The Pioneer Press is reporting that Cabelas is going to build a 185,000 square foot facility in Rogers. That's more 20% larger than the one in Owatanna. Told my wife she could quit her accounting job and get a part-time job for the discounts, since I spend about $5000 per year there anyway.


----------



## jamartinmg2 (Oct 7, 2004)

http://www.cabelas.com/cabelas/en/templ ... ress.jhtml

Here is the link from the Cabela's website if anyone is interested.... Man, that is a huge store.


----------



## bubolc (Aug 11, 2003)

Well this certainly wouldn't help my commute on Friday's in the summer. Thank god for county roads. I'm not exactly sure how I feel about this yet. You can't stop development especially when Corporate America gets a stragle hold on a piece of land they want. I should shut up my house might be sitting on a gold mine.


----------



## Militant_Tiger (Feb 23, 2004)

Who wants poor service and a giant selection of stuff no one wants to buy?


----------



## PJ (Oct 1, 2002)

Bigger than Owatonna, Damn!


----------



## bubolc (Aug 11, 2003)

Just go a flyer in my mail box today... "The city administrator of Rogers has promised Cabela's that they wont have to pay property taxes for 15 years"..."Cabela's will not have to pay city property taxes from the year 2011 until 2026. That equates to $1.9 million spread out over 15 years". and it goes on to read that the city will waive an additional $400,000 in Building permits, Sewer, Applications and Water hook up fees.

I haven't been living in this town for too long, but to revise my statement from above I now know how I feel about this.

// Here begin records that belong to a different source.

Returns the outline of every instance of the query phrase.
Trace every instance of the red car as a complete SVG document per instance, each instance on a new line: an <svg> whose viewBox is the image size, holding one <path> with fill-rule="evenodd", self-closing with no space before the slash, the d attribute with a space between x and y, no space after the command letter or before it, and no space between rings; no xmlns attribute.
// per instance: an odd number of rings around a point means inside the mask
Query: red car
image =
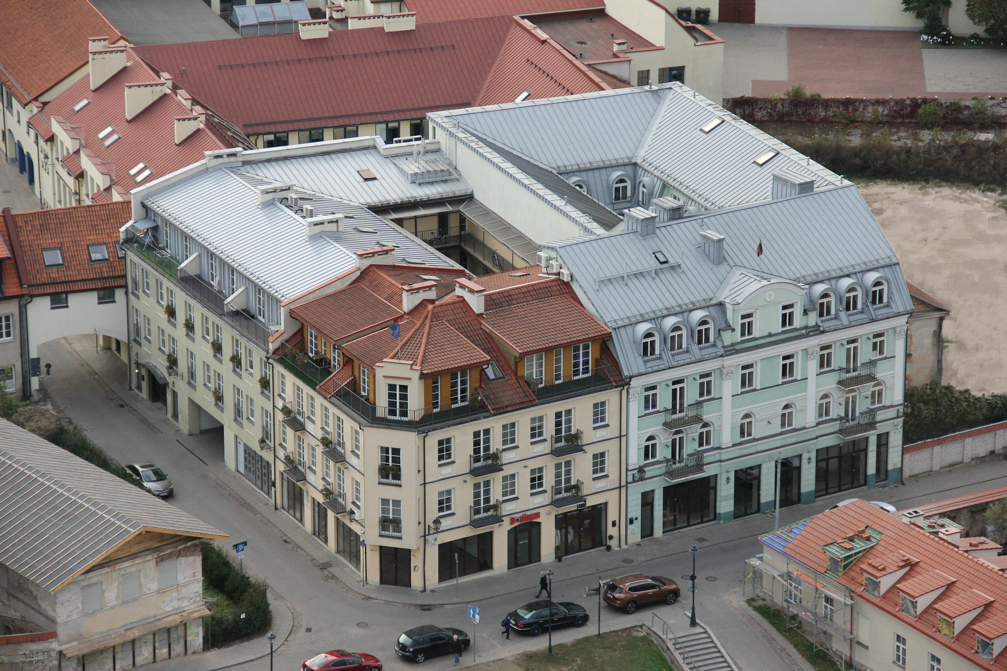
<svg viewBox="0 0 1007 671"><path fill-rule="evenodd" d="M301 664L301 671L322 671L325 669L345 669L346 671L380 671L381 660L367 653L350 653L345 650L329 650Z"/></svg>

Like I said when Corporate America get a strangle hold...


----------



## Springer (Dec 21, 2004)

They got seven years of tax breaks in EGF. I keep hearing rumors that they are going to close the one in EGF and build in Fargo. I like going to Owatanna and waiting in line at 6 am for two hours with the kids so that I can get some bargins and can afford to outfit them for the next season. Those little buggers keep growing and I have to buy new coats and bibs every year.


----------



## KEN W (Feb 22, 2002)

Dumb building it in downtown EGF..

Can't believe they didn't build it along I-29


----------



## djleye (Nov 14, 2002)

They got flood money from EGF to my understanding. Otherwise I bet they would be in Fargo by now.


----------



## Field Hunter (Mar 4, 2002)

I'd say if they'll be looking to move to Fargo soon. Why would anyone in the SE of western MN for that matter drive to a small Cabelas store in EGF when we have the large stores right here in the metro area?


----------



## bubolc (Aug 11, 2003)

I would like to retract my earlier statements from above...after getting throught the intial shock of the whole matter I've since realized this is a very good thing...for me.


----------